- Plan of Agincourt

History

Great Britain
- Name: HMS Agincourt
- Namesake: Battle of Agincourt
- Builder: Perry, Blackwall Yard
- Launched: 23 July 1796
- Christened: Earl Talbot
- Decommissioned: 1809
- Renamed: 1796:HMS Agincourt; 1812:HMS Bristol;
- Honours and awards: Naval General Service Medal with clasp "Egypt"
- Fate: Sold, 1814

General characteristics
- Class & type: 64-gun third rate ship of the line
- Tons burthen: 1439, or 1416 (bm)
- Length: 172 ft 8 in (52.63 m) (gundeck)
- Beam: 43 ft 4 in (13.21 m)
- Depth of hold: 19 ft 9 in (6.02 m)
- Propulsion: Sails
- Sail plan: Full-rigged ship
- Armament: 64 guns of various weights of shot

= HMS Agincourt (1796) =

Ship of the line of the Royal Navy

HMS Agincourt was a 64-gun third-rate ship of the line of the Royal Navy, launched on 23 July 1796 at Blackwall Yard, London. The Admiralty bought her on the stocks from the East India Company in 1796, who had called her Earl Talbot.
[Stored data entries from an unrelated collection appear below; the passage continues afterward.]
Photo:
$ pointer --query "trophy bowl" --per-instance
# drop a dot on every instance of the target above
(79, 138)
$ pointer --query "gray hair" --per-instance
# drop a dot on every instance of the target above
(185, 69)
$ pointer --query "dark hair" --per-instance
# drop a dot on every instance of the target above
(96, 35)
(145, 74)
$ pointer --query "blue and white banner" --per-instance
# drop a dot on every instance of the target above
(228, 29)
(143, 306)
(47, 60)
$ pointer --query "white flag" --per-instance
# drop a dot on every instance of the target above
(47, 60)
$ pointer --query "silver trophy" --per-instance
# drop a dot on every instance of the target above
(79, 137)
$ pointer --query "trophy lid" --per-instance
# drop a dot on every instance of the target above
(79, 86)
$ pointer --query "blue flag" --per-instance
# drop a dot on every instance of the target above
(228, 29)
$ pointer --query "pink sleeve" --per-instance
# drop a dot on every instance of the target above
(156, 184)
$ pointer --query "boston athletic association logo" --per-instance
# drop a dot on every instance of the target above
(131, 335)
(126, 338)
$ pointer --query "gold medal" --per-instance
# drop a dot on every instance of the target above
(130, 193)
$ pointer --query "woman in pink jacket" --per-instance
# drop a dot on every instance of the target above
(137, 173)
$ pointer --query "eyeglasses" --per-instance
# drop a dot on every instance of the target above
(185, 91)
Agincourt served in the navy's Egyptian campaign between 8 March 1801 and 2 September, which qualified her officers and crew for the clasp "Egypt" to the Naval General Service Medal that the Admiralty authorized in 1850 to all surviving claimants. (Note: A first-class share of the prize money awarded in April 1823 was worth £34 2s 4d; a fifth-class share, that of a seaman, was worth 3s 11½d. The amount was small as the total had to be shared between 79 vessels and the entire army contingent.)
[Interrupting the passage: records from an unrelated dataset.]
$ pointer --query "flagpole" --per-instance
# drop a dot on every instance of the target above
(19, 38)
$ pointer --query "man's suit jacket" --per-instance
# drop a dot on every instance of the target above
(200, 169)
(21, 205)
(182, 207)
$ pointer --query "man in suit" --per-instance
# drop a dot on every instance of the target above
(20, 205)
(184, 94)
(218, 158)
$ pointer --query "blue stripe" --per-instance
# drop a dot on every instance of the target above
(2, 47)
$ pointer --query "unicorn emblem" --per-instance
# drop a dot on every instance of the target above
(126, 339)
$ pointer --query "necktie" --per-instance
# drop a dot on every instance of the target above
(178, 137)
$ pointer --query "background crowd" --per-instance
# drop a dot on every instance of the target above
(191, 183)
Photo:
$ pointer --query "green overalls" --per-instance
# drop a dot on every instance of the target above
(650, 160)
She was at Gibraltar 7 November 1803.

She and HMS Argo arrived at Malta from Egypt 15 March 1804 under command of Capt. Thomas Briggs.

She was decommissioned in 1809 and converted to a troop ship on 6 January 1812 under the name HMS Bristol.

==Fate==
Bristol was sold on 15 December 1814 on condition that she be broken up immediately. She sold for £4,510.